– Если что-нибудь о них узнаете, – сказал сержант, когда он был уже в дверях, – не сочтите за труд, зайдите, сообщите мне. Я беспокоюсь о них.
С сокрушенной улыбкой он помахал ему на прощание рукой.
В деревне амин раз за разом пересказывает эту встречу, медленно, кропотливо, как будто из его рассказа может вдруг явиться ответ, знак. Хамза утверждает, что, когда его вывели из казармы, он был один и двух других не видел. Поначалу ему говорят, что он везучий, радуются за него. Но дни идут, отсутствие двух мужчин ощущается все острее, и на него начинают посматривать косо и перешептываться за его спиной, мол, если он вернулся невредимым, значит, заговорил. Но что он мог сказать?
– Они лучше нас с тобой знают, что происходит в горах, – говорит он Али. – Что такого они могли от меня узнать, не представляю.
И все же по деревне пошел слух, который тут же истово подхватили и раздули Амруши: Хамза изменил клятве на Коране, теперь его ждет кинжал. Несколько ночей Али и его братья, ложась спать, кладут рядом ружья. Но кинжала нет, никто не пришел, и помощи тоже нет – в чем Али видит доказательство, которое искал: у ФНО недостаточно сил для освободительной войны.
Смерть в горах потрясла до основания повседневную жизнь европейцев в Палестро. Ущелья опустели – нет ни туристов, ни рыбаков, ни художников и собирателей диких цветов. Певучий французский язык охотников за бабочками не разносится больше эхом от скалы к скале. Все больше покупателей косо смотрят на Хамида, когда тот играет в лавке. Некоторые изменили Клоду и покупают теперь у тех, кто этого достоин. Говорят, что хозяин «Центрального кафе» угощает за счет заведения каждого солдата, который принесет ему ухо феллуза. Чего не сделаешь, чтобы выпить фернет-бранка с геройским видом? И рекруты, заваливаясь под вечер, кладут на стойку окровавленный кусок хряща. За Францию, ребята! Вы это заслужили.

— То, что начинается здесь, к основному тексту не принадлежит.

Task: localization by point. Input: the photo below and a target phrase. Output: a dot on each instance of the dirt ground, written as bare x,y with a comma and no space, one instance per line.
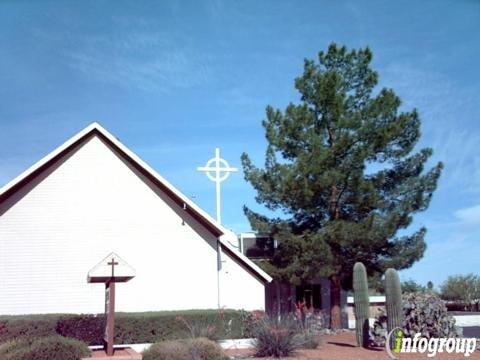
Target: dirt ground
343,347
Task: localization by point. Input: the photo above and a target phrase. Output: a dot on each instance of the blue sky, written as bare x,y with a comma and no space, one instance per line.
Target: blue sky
174,79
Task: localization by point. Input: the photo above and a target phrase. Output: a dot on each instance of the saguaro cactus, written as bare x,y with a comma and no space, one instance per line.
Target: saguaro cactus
362,303
393,301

Семья Клода больше не выходит на загородную прогулку по воскресеньям. Анни хнычет. Ей хочется посмотреть, как извиваются угри в Уэд-Иссере. В городе жарко. Отец заговаривает ей зубы, солнце-де такое злое, что все рыбы уплыли на дно. Он просит ее потерпеть.
– Все-таки, – говорит он Хамиду, – печально, что выбрали самое красивое место в округе для такой бойни… Это, я бы сказал, эгоистично.
– Эготично, – повторяет Хамид.
Французские слова его смешат. Они похожи на пуки.